Per molte persone, l’idea di un’anestesia generale può inizialmente suscitare qualche preoccupazione. È del tutto normale avere dei dubbi. Potete però contare sulla presenza costante di un’équipe anestesiologica esperta, che vi accompagnerà durante tutto il percorso.

Durante l’anestesia generale dormite profondamente e in sicurezza. Non avvertite dolore, non siete consapevoli dell’intervento e, nella maggior parte dei casi, in seguito non ne conservate alcun ricordo. Mentre dormite, monitoriamo costantemente la respirazione, il battito cardiaco, la pressione arteriosa e tutte le altre funzioni vitali importanti. In questo modo possiamo garantire in ogni momento la vostra sicurezza e il vostro benessere.

Al termine dell’intervento, l’anestesia viene gradualmente interrotta, permettendovi di risvegliarvi lentamente e con delicatezza in un ambiente tranquillo.

Il nostro obiettivo è farvi sentire sempre in buone mani, dal primo colloquio fino al momento in cui, dopo l’intervento, riaprirete gli occhi.

 

Anestesia regionale

Con l’anestesia regionale viene anestetizzata esclusivamente la parte del corpo interessata dall’intervento, ad esempio attraverso un’anestesia spinale o epidurale. In linea di principio, rimanete svegli, ma non avvertite dolore nella zona operata. I nervi responsabili della percezione del dolore e del movimento vengono temporaneamente bloccati, mentre il resto del corpo non viene interessato dall’anestesia.

Molti pazienti trovano rassicurante poter rimanere svegli e coscienti durante l’intervento. Se invece preferite rilassarvi o desiderate dormire durante la procedura, possiamo somministrarvi, su richiesta, un farmaco sedativo. In questo modo, molti pazienti vivono l’intervento in un’atmosfera piacevole e tranquilla.

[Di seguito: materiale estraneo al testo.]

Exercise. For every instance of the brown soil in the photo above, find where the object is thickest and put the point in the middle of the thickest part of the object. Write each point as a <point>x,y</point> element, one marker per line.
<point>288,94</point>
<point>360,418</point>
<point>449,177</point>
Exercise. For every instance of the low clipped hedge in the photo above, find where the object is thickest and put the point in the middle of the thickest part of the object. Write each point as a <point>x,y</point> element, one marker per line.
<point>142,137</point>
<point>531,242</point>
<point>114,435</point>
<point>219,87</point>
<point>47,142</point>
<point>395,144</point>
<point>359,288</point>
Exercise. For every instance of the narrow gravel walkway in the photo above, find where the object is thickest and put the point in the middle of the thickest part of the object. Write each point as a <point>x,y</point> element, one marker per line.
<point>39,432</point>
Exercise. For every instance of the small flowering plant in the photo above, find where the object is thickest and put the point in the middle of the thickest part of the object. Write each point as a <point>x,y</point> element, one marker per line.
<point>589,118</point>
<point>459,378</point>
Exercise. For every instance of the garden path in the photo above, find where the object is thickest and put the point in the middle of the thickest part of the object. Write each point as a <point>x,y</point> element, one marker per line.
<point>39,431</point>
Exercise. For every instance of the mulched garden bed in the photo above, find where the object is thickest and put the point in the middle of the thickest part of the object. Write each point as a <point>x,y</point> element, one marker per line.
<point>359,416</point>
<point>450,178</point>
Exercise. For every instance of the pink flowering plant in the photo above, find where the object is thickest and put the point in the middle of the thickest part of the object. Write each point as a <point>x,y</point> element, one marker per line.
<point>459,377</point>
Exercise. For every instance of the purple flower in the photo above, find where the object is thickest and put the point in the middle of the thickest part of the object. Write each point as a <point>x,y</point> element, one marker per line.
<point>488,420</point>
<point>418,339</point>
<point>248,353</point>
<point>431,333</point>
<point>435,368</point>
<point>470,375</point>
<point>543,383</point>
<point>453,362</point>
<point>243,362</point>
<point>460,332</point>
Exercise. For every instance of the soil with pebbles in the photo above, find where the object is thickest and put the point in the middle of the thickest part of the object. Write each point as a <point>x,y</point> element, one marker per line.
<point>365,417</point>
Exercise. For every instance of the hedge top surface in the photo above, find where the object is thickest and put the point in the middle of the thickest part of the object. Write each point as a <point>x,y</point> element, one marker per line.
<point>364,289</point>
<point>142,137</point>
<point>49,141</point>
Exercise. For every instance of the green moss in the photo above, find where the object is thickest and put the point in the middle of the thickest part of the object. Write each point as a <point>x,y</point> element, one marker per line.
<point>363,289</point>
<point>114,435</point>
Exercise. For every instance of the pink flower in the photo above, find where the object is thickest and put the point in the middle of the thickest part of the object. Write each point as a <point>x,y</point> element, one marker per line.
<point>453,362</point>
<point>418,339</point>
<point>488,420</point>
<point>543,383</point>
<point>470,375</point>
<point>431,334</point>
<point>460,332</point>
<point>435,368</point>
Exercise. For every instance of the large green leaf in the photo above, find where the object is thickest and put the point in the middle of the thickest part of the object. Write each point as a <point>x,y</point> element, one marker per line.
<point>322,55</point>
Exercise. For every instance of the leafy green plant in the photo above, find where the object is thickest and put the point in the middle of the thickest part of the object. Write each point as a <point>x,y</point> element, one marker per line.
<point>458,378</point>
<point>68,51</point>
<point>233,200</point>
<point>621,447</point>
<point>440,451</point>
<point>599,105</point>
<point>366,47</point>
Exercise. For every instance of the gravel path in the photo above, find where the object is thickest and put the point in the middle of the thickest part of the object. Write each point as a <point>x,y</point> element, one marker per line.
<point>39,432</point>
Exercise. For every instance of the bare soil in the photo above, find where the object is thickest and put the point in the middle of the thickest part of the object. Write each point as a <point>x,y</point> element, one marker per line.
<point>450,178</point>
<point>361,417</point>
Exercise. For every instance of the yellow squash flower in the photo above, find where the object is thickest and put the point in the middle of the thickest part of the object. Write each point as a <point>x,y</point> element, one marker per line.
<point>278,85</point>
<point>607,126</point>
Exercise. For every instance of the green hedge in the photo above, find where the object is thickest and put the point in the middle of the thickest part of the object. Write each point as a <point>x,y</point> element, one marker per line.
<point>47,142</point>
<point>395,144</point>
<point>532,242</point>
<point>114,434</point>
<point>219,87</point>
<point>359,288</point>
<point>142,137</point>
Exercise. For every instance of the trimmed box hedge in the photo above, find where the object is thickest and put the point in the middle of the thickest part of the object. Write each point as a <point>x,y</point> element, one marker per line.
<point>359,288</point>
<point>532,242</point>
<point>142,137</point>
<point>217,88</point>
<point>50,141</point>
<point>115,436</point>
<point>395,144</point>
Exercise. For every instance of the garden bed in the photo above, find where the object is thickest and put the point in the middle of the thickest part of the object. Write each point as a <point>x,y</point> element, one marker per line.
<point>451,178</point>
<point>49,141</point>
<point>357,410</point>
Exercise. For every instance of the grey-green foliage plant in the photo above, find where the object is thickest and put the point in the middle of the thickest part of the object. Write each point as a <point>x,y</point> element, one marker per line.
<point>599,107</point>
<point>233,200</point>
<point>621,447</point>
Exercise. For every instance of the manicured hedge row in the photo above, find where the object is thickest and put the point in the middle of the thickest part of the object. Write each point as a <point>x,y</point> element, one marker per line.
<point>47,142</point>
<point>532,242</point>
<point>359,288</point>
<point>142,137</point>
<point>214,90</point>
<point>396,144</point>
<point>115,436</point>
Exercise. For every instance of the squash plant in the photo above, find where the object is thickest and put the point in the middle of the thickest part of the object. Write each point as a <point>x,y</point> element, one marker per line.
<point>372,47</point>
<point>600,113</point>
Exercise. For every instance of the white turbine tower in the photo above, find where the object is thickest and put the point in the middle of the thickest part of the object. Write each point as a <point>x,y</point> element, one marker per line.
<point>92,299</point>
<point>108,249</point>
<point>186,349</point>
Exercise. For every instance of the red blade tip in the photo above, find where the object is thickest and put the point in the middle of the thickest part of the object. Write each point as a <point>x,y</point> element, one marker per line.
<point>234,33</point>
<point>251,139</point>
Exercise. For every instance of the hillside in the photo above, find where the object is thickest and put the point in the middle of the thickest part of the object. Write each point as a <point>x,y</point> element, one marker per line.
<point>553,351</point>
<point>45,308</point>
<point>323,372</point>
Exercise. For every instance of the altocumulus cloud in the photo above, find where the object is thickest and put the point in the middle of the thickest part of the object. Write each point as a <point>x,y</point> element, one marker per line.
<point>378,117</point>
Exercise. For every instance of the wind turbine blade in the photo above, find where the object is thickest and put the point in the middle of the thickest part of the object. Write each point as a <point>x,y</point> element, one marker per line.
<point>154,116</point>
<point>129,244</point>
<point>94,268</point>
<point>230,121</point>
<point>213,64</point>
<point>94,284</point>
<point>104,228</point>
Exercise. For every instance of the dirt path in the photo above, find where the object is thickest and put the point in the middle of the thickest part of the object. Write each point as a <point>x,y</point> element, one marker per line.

Durante tutta la procedura, la nostra équipe anestesiologica rimane al vostro fianco, monitora costantemente i parametri vitali e si assicura che vi sentiate sempre al sicuro e ben assistiti.

 

Anestesia locale

Con l’anestesia locale viene anestetizzata esclusivamente la zona in cui viene eseguito l’intervento. Rimanete coscienti per tutta la durata della procedura, ma non avvertite dolore nell’area trattata. Questa forma di anestesia è particolarmente indicata per interventi di piccola entità e consente un trattamento delicato, associato a un recupero generalmente rapido.

Se prima dell’intervento vi sentite particolarmente tesi o agitati, possiamo eventualmente somministrarvi un leggero farmaco sedativo, per permettervi di affrontare la procedura nel modo più rilassato possibile.

Anche con un’anestesia locale non siete mai soli: la nostra équipe vi accompagna durante tutto l’intervento e si assicura che vi sentiate sempre al sicuro, adeguatamente informati e assistiti nel migliore dei modi.

 

L’anestesia giusta, scelta su misura per voi

Prima di ogni intervento viene effettuato un colloquio approfondito con uno dei nostri anestesisti. In questa occasione vengono valutati il vostro stato di salute generale, eventuali patologie preesistenti, allergie e i farmaci che assumete regolarmente.

Insieme viene quindi individuata la procedura anestesiologica che offre il miglior equilibrio tra sicurezza e comfort, in base alle vostre esigenze individuali. Naturalmente, avrete la possibilità di esprimere tutte le vostre domande, preoccupazioni e dubbi.

 

La sicurezza al primo posto

Durante tutto l’intervento, l’équipe anestesiologica monitora costantemente la frequenza cardiaca, la pressione arteriosa, la saturazione di ossigeno e la respirazione. In questo modo è possibile verificare in ogni momento che l’anestesia sia efficace e che siate assistiti nel modo migliore.

Grazie ai moderni farmaci, alle tecnologie avanzate di monitoraggio e alla lunga esperienza di anestesisti e personale infermieristico specializzato in anestesia, l’anestesia è oggi considerata una procedura estremamente sicura. Come per qualsiasi procedura medica, possono tuttavia verificarsi complicanze, come reazioni allergiche o problemi cardiovascolari o respiratori; le complicanze gravi sono però rare.

 

 

In sintesi

Essere coscienti o meno durante un intervento dipende dal tipo di anestesia scelto. Con l’anestesia generale dormite profondamente e non vi accorgete dell’intervento. Con l’anestesia regionale o locale, invece, rimanete generalmente svegli, ma, se lo desiderate, è possibile associare farmaci sedativi per permettervi di vivere l’intervento nel modo più tranquillo e rilassato possibile.